The most likely add behind Newsome is probably submarine relief pitcher Jack Anderson. A 23rd round selection in the 2016 draft, Anderson has been a standout for Seattle ever since joining the organization. He consistently posts some of the best ERA numbers in the Mariners’ farm. In roughly 108 innings over A+ and AA ball these past two seasons, Anderson has posted a 2.09 ERA, as well as striking out almost a batter per inning.
Anderson is a good candidate to be selected by another team for a test run next season, so the Mariners may be better off adding him to their own 40-man and letting him debut at some point in 2020.
Starting pitcher Anthony Misiewicz is a candidate to be added as well, though his track record may suggest the Mariners roll the dice and allow him the chance to be selected by another team. The Michigan State product was actually eligible last year as well, and went unselected. Having pitched to a 5.36 ERA in Tacoma last season, it remains to be seen if Misiewicz has the chops to cut it at the big league level.
Two position players who are right on the fringe of possibly being selected this year are 1B/OF Eric Filia and OF Dom Thompson-Williams.
Filia has battled suspensions due to marijuana throughout the tenure of his career with the Mariners. There’s no doubting how good a hitter he can be — the key is keeping Filia on the field. The UCLA product has consistently posted strong hitting campaigns year in and year out. A career .320 hitter at the minor league level with an incredible eye for walks, some team may be willing to give him a shot. Filia doesn’t provide much pop in his bat, and he doesn’t have a ton of positional versatility. He’s currently a below average first baseman, and a shade worse in left field.

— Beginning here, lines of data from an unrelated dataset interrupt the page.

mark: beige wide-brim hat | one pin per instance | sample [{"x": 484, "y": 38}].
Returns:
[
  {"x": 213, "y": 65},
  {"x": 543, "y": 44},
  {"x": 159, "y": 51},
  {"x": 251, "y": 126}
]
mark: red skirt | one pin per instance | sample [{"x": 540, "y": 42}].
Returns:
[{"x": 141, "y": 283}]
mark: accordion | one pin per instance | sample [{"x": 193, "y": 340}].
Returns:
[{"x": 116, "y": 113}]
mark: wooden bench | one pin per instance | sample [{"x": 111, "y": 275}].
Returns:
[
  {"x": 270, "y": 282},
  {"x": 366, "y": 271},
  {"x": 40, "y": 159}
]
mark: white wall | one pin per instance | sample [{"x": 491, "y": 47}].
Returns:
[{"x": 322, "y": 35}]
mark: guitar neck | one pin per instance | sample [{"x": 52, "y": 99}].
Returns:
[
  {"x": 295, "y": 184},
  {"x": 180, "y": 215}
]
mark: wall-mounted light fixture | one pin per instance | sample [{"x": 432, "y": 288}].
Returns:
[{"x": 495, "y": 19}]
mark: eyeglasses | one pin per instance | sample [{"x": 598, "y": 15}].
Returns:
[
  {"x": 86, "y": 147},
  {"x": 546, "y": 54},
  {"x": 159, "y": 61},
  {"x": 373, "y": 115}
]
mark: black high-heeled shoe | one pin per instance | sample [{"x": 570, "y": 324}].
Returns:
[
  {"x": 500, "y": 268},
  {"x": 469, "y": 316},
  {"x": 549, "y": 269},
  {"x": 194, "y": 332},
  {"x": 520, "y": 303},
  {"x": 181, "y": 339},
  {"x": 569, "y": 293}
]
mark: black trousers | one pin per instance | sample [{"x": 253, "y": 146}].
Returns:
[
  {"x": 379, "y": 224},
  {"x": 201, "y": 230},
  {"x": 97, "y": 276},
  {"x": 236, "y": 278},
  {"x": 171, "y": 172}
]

It’s not a stretch to say Filia could develop into a very successful contact hitter at the major league level, but has he earned it? Seattle was already willing to move him to Boston for Roenis Elias during the 2018 season. He was eventually returned for cash. From this chair, Filia deserves a shot. Even after missing most of the 2019 season and being forced to stay away from the team until July, Filia came back to slash .331/.450/.488 in 35 games with Tacoma.
Thompson-Williams was acquired as part of the James Paxton trade last offseason and by all accounts struggled to repeat his success from 2018. ‘DT-W’ posted a .299/.363/.564 slash over A+ and AA with New York two years ago, but regressed last year posting a .234/.298/.391 line in AA Arkansas. His home run tally dropped from 22 to 12, leaving Dipoto befuddled when talking about his new prospect on different broadcasts.
Whether Seattle thinks highly enough of Thompson-Williams to protect him this off-season remains to be seen, but the chances of another team taking a flyer on him and stashing him on their 26-man roster all season seems slim.
We’d be remiss not giving a huge shoutout to guys like Jordan Cowan, Mike Ahmed, Kyle Wilcox, Nick Zammarelli III, Luis Liberato, Darren Gillies, etc. etc.
These guys have been some of the cornerstones for developing a strong culture within the Mariners organization, many of whom helped contribute to an incredibly successful campaign at AA Arkansas this season. While they may not be ready to take the next step in their baseball careers just yet, another year in the organization could certainly spark a breakout campaign for any number of these guys. Newsome wasn’t on anyone’s radar at this time last year. Now he’s potentially vying for a job in 2020 in Seattle. Patience pays.
My guess would be Newsome and Anderson are added to the 40-man roster early this week. Filia’s bat deserves a shot. If the organization believes he’s matured enough to warrant a chance at breaking spring training with the big league ball club, he should be added. All that being said, if he slips up again, it’s time to cut bait.
After Wednesday, we’ll drill into what prospects went unprotected within other organizations and where opportunities lay for Seattle to improve their big league club come December 12 at the Rule 5 Draft.